In Italian, it tastes even better

reviewed by Sandra Olivetti Martin, Bay Weekly editor

A poem should be palpable and mute, as a globed fruit, poet Archibald MacLeish thought.

There’s more in that thought. Poems belong in the mouth. They began as speech and, despite living all these centuries on the page, are still matters of sound. You can feel them in your mouth, and sometimes the words are so good you can taste them. Poems are made to be eaten.

So Annapolis poet Grace Cavalieri and Italian poet Sabine Pascarelli are onto something in The Poet’s Cookbook, a 140-page paperback combining poems and recipes.

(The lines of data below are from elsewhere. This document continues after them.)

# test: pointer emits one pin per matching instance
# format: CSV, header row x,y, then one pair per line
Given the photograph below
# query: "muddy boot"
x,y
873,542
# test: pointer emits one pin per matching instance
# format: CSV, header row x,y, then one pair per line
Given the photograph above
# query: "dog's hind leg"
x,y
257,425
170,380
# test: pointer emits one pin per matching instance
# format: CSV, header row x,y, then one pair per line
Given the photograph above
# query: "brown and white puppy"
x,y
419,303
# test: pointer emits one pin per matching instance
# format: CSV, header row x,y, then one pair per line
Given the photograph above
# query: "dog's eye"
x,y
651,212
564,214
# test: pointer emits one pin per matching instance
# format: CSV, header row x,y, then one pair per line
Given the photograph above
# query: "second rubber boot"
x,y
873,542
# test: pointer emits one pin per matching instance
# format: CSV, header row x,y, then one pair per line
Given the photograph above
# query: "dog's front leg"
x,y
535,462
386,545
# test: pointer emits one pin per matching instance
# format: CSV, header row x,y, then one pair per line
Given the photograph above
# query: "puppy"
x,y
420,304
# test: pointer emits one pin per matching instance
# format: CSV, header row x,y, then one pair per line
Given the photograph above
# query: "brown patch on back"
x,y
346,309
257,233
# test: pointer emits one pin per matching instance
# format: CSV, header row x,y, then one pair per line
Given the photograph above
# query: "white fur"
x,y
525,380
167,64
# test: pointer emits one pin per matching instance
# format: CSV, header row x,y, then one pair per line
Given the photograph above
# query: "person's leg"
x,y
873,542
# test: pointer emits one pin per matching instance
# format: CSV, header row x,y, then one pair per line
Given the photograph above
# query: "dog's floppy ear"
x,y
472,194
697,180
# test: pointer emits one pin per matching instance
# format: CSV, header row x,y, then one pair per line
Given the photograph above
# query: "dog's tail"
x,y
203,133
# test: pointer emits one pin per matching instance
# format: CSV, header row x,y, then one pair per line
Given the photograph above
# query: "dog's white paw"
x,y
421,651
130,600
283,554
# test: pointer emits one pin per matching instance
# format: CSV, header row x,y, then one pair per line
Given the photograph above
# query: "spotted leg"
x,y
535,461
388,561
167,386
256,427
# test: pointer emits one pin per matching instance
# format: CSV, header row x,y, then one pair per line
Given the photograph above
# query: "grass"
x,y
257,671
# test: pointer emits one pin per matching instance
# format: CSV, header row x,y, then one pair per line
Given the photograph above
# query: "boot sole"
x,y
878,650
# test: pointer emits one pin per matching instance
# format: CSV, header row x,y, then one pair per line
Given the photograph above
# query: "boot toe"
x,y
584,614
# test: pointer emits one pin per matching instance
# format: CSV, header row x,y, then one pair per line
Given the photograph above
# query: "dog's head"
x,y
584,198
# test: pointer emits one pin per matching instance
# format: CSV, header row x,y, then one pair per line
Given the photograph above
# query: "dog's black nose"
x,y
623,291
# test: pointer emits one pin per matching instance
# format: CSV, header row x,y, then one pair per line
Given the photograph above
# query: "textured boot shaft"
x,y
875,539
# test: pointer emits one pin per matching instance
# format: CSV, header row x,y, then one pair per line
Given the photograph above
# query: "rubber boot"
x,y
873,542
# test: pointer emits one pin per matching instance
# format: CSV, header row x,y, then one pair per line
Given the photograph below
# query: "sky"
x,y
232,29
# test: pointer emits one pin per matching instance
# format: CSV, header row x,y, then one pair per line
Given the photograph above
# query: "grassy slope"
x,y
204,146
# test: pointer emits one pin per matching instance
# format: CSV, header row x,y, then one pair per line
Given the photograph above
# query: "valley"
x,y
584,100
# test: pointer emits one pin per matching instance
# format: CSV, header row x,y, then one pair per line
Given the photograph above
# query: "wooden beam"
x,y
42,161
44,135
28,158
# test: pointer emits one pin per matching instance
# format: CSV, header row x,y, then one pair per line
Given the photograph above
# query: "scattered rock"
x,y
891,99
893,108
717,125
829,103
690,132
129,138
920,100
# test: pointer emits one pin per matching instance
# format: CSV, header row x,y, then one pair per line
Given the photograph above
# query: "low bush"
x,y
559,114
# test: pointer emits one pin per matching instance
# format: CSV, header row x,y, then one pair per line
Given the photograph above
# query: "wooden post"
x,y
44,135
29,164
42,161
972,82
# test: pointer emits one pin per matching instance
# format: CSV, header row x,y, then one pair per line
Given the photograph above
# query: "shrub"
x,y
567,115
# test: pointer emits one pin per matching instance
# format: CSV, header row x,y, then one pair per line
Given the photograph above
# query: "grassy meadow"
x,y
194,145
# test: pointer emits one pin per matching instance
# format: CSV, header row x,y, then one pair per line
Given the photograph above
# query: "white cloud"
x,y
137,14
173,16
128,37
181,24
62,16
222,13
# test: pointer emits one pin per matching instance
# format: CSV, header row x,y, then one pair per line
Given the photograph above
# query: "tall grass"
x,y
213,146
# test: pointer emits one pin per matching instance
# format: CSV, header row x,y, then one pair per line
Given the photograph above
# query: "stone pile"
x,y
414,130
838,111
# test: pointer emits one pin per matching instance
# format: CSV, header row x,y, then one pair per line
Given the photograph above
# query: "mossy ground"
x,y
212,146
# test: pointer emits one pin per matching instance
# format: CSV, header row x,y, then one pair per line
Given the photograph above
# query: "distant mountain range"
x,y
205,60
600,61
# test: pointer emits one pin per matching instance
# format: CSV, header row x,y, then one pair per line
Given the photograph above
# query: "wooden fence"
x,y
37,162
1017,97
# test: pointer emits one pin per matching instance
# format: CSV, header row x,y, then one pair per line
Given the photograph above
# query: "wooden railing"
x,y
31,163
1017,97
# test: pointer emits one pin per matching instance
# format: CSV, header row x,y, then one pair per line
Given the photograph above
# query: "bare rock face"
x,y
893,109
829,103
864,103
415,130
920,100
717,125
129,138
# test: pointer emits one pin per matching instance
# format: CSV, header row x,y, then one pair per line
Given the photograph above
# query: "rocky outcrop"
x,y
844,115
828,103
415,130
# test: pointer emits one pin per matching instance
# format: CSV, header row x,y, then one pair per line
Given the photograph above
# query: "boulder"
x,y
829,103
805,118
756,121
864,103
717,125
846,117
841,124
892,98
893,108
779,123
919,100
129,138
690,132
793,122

The recipes derived from their shared Italian heritage make the combination all the more delicious. That’s true because Italian culture values food and poetry, especially spoken poetry, as equal arts necessary for sustaining life. It’s true again because authentic Italian recipes lead cooks and eaters to enlightened bliss, where lightness and depth are each other’s other half.

Perhaps, as Cavalieri writes, that’s because Italian cooking was “born in a place of worship,” the monasteries of the Middle Ages.

Cavalieri and Pascarelli have arranged their Poet’s Cookbook in the seven-course sequence of a full Italian meal. Antipasti leads to Minestre to Primi Piatti (pasta and rice) to Secondi Piatti (flesh) to Verdure (vegetables) to Insalate to Dolci.

Each chapter begins with 10 recipes. “From the earliest tradition of Italy, we take the wisdom of our ancestors and create modern day menus,” Cavalieri writes. “The recipes are for a person who has a love of excellent dining and yet has only a very minimal time to cook,” she promises.

Each course of recipes is followed by a course of poems, first in English, then in Pascarelli’s translation into Italian. Both authors are poets; Cavalieri also founded the long-running The Poet and The Poem series on public radio and produces the series From the Library of Congress. But they have included none of their own poems, instead gathering a poem each from 28 poets living near and far. Each poem has food as its subject, and each is joined to the recipes in its course.

Risotto with Saffron, a primi piatti, pairs with St. Mary’s County poet — and just retired Maryland poet laureate and professor at St. Mary’s College — Michael Glaser’s Risotto. Both are simple and good in the mouth.

Risotto with Saffron

1/2 small onion finely minced

pinch of saffron

1/2-cup long-train white rice

2 tbs dry white wine

2 tbs grated parmesan cheese

1 tbs butter

1 tbs butter

1 tbs olive oil

2 cups beef broth

Sauté the onion and rice in 1 T butter and 1 T olive oil over moderate heat until very lightly browned. Add the wine and cook until it is absorbed. Dissolve the saffron in the hot beef broth.

Add the beef broth a little at a time and continue to cook, stirring constantly, until all of the liquid is absorbed and the rice is tender and creamy in consistency. This process should take 18 to 20 minutes. Stir in the remaining butter and the parmesan cheese and allow the cheese to melt. Serve immediately.

Michael Glaser’s Risotto

I make risotto
in an old brass pot.

My mother,
adding a dash of this and that

to all she cooks,
thinks me grand

I am not.

I am making risotto
in an old brass pot.

In Italian, it tastes even better.

Faccio il risotto
in una vecchia pentola d’ottone

Mia madre, aggiungendo
un piccolo di questo e di quella.

e tutto cio che cucina
mi ritiene grandioso

Non lo sono.

Sto facendo il risotto
in una vecchia pentola d’ottone.

Readers of cookbooks will savor the poems as secondi piatti to the primi piatti of the recipes. When readers turn to cooking, however, they will be annoyed that the perfect-bound book resists staying open. Cooks will need a strong clip or two and a cookbook stand.

The Poet’s Cookbook: Published in 2009 as a VIA folio, a reference book series dedicated to Italian studies and the culture of Italian-Americans in North America: $12.